Spät abends ging eine Gruppe von Bachurim von der Jeschiwe zu ihrer Unterkunft.
Draußen herrschte tiefe Dunkelheit, man konnte kaum etwas sehen.
Plötzlich hörten die Bachurim hinter sich jemanden rennen. Da sie nicht wussten, wer ihnen nachrannte, begannen sie aus Angst, auch zu rennen. Je schneller sie rannten, desto schneller rannten auch ihre Verfolger.

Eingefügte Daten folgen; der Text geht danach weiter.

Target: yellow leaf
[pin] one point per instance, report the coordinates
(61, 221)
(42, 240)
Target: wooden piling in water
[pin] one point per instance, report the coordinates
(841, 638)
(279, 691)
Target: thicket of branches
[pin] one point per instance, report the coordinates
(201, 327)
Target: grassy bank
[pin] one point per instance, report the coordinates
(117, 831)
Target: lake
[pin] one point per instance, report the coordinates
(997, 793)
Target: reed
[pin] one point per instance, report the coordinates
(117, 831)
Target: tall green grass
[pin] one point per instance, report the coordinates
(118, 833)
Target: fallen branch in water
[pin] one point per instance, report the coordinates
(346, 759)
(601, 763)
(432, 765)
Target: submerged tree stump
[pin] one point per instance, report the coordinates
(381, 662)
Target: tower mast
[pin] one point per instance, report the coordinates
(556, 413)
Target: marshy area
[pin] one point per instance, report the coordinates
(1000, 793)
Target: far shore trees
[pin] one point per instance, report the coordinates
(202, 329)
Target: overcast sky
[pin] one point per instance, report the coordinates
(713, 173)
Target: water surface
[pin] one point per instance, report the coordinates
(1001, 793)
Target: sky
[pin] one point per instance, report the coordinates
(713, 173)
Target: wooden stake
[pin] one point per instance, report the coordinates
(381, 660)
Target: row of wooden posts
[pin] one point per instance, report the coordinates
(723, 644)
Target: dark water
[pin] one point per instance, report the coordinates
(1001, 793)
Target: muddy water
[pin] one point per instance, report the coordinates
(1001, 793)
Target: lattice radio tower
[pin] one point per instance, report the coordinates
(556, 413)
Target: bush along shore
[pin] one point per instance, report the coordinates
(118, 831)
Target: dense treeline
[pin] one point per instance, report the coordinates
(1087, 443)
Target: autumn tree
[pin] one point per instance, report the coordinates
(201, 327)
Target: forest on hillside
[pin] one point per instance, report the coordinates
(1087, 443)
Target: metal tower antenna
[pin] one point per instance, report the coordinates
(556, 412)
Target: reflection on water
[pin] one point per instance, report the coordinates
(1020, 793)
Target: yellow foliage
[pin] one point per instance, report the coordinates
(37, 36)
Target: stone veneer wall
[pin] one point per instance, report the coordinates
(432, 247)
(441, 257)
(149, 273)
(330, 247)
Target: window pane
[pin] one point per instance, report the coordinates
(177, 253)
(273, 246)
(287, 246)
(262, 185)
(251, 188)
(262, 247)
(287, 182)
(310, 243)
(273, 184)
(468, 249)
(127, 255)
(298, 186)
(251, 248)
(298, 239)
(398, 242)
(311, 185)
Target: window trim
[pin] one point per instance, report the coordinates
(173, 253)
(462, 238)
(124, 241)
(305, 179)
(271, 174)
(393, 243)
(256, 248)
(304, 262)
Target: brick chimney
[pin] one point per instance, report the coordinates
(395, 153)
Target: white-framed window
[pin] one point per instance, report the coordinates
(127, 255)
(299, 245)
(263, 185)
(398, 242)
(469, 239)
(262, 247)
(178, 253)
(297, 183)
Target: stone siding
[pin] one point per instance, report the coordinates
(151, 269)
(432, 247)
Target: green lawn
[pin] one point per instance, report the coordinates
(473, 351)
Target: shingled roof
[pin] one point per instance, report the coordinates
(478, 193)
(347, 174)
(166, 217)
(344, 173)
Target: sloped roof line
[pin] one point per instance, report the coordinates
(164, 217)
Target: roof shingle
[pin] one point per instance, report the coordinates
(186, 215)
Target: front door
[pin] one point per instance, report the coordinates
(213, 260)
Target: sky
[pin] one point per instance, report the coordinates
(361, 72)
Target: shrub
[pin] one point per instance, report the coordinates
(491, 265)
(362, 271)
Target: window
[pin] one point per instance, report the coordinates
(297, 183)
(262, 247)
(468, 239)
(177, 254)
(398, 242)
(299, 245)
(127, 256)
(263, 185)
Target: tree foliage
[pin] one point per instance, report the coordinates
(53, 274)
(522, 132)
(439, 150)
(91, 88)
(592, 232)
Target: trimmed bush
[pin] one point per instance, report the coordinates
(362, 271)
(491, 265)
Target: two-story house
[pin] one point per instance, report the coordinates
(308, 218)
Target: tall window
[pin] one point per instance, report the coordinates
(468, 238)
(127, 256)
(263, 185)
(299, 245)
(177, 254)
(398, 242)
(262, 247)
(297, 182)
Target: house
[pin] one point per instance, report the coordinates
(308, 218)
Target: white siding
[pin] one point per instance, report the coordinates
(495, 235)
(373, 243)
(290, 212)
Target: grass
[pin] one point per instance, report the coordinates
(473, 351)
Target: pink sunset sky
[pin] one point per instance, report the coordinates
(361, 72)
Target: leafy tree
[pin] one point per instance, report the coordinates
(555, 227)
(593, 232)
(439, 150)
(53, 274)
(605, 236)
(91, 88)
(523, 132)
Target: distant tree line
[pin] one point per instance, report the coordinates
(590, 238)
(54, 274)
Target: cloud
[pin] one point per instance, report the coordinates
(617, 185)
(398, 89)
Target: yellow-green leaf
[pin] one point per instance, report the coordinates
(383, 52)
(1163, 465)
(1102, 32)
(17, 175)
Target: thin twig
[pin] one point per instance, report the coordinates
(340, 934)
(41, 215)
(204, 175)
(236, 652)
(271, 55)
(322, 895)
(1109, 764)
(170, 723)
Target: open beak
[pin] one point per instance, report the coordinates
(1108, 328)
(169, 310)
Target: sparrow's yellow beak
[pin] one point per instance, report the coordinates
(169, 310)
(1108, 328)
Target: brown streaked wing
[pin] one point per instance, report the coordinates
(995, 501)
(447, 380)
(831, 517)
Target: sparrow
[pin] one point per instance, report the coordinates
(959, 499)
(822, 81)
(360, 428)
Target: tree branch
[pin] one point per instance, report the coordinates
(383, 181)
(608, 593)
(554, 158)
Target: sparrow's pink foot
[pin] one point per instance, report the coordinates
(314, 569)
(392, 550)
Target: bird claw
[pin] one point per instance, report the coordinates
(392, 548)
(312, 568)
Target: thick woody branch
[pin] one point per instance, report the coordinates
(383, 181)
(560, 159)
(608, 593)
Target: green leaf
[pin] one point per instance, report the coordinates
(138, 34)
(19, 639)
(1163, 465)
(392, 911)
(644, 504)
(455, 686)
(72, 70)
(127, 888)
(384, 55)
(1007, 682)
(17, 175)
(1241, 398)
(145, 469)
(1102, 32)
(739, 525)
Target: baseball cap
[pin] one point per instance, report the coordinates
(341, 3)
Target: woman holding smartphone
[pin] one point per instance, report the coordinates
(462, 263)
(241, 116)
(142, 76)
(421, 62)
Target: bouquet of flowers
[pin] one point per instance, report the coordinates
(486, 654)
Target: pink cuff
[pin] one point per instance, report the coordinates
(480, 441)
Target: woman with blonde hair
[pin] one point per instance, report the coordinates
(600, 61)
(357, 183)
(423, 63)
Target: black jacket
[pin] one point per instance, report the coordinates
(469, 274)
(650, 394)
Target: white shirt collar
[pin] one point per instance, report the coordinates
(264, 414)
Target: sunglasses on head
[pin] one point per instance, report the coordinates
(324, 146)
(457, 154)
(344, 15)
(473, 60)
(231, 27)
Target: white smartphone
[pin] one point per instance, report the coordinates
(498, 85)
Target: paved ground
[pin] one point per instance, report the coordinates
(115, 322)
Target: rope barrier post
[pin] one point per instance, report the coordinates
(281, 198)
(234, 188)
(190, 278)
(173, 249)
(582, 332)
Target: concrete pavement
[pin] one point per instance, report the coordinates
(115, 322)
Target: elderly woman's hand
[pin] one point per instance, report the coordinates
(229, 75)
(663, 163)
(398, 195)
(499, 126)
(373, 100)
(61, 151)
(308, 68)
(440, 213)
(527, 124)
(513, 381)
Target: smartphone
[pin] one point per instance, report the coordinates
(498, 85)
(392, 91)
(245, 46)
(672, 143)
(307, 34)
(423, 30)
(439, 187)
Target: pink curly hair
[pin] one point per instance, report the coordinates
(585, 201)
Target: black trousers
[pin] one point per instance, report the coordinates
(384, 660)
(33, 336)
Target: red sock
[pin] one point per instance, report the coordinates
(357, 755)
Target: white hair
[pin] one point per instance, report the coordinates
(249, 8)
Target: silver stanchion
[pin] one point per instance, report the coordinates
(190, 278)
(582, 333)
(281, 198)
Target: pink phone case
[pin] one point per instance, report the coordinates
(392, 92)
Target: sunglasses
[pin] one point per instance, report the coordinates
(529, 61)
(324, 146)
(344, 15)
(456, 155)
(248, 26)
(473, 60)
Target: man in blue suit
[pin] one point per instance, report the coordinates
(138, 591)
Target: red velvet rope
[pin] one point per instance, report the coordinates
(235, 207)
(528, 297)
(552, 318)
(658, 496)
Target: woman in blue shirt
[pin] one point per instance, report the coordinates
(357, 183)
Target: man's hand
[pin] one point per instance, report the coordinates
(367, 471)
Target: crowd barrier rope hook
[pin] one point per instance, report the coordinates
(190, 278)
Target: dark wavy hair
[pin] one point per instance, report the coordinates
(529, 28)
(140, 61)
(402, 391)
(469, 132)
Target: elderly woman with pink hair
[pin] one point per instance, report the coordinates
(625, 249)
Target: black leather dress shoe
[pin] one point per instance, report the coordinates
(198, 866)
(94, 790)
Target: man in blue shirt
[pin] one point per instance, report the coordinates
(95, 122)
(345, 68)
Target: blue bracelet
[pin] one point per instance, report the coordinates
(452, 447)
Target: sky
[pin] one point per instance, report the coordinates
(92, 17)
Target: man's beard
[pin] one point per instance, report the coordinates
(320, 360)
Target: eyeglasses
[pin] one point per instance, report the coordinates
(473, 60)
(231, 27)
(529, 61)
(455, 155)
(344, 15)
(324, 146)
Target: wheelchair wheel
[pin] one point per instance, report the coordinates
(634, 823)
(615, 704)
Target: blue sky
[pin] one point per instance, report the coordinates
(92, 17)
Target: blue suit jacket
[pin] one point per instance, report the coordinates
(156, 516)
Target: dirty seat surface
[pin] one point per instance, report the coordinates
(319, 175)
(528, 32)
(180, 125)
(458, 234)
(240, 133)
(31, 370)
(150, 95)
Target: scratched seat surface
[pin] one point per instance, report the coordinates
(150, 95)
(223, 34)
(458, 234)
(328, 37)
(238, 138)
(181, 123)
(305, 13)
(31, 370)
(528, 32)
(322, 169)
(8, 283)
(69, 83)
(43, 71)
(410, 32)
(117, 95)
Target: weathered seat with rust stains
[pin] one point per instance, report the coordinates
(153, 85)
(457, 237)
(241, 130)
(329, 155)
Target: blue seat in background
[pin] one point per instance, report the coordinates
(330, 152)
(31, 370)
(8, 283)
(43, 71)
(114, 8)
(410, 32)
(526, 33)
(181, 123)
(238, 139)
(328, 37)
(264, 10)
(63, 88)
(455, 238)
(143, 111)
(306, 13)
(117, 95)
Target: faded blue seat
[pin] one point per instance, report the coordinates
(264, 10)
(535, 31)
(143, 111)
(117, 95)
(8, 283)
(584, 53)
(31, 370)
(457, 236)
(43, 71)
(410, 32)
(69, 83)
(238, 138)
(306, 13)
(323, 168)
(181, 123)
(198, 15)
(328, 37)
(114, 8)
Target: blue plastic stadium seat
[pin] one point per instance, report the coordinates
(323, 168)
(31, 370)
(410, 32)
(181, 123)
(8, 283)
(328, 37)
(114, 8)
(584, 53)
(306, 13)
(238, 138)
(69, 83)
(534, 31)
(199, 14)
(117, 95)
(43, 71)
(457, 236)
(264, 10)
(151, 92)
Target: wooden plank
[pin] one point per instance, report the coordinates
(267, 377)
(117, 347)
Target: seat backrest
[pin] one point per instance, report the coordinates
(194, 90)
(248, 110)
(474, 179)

Die Bachurim rannten, bis sie endlich ihre Unterkunft erreichten und verschlossen gleich hinter sich die Türe. Doch schon bald klopfte es heftig am Eingang. Die Bachurim fürchteten sich, mussten jedoch nach einem Blick durch einen Spalt feststellen, dass es sich um Polizisten handelte. Sie hatten also keine Wahl und mussten die Türe öffnen.
Die Polizisten erklärten ihnen, dass den Bachurim ein Wunder geschehen sei, denn als die Polizisten sie auf der Strasse gehen sahen, dachten sie, dass sie eine Gruppe von Einbrechern sind. «Ihr habt auf unsere Aufforderung, stehenzubleiben, nicht reagiert und seid sogar noch davongerannt. Wir hätten fast auf euch geschossen», sagte einer der Polizisten.
Dann wollten sie die Identitätskarten der Bachurim sehen.
Alle außer einem konnten ihre Ausweise vorzeigen. Der Eine jedoch wohnte in einer anderen Unterkunft und erklärte den Polizisten, dass er seinen Ausweis in seiner Unterkunft habe. Die Polizisten begnügten sich nicht damit und verlangten, dass er den Ausweis zeigen müsse.
Dafür wollten sie ihn zu seiner Unterkunft begleiten, damit auch er seine Identität nachweisen könne. Es blieb dem Bochur keine andere Wahl, als in Begleitung der Polizisten dorthin zu gehen und ihnen seinen Ausweis zu zeigen.
Damit war die Geschichte aber noch nicht fertig.
Am nächsten Morgen wurde diese nächtliche Begebenheit dem Maschgiach, Reb Jerucham Lewowitz, bekannt, der sofort, am selben Tag, einen «Schmus» ankündigte.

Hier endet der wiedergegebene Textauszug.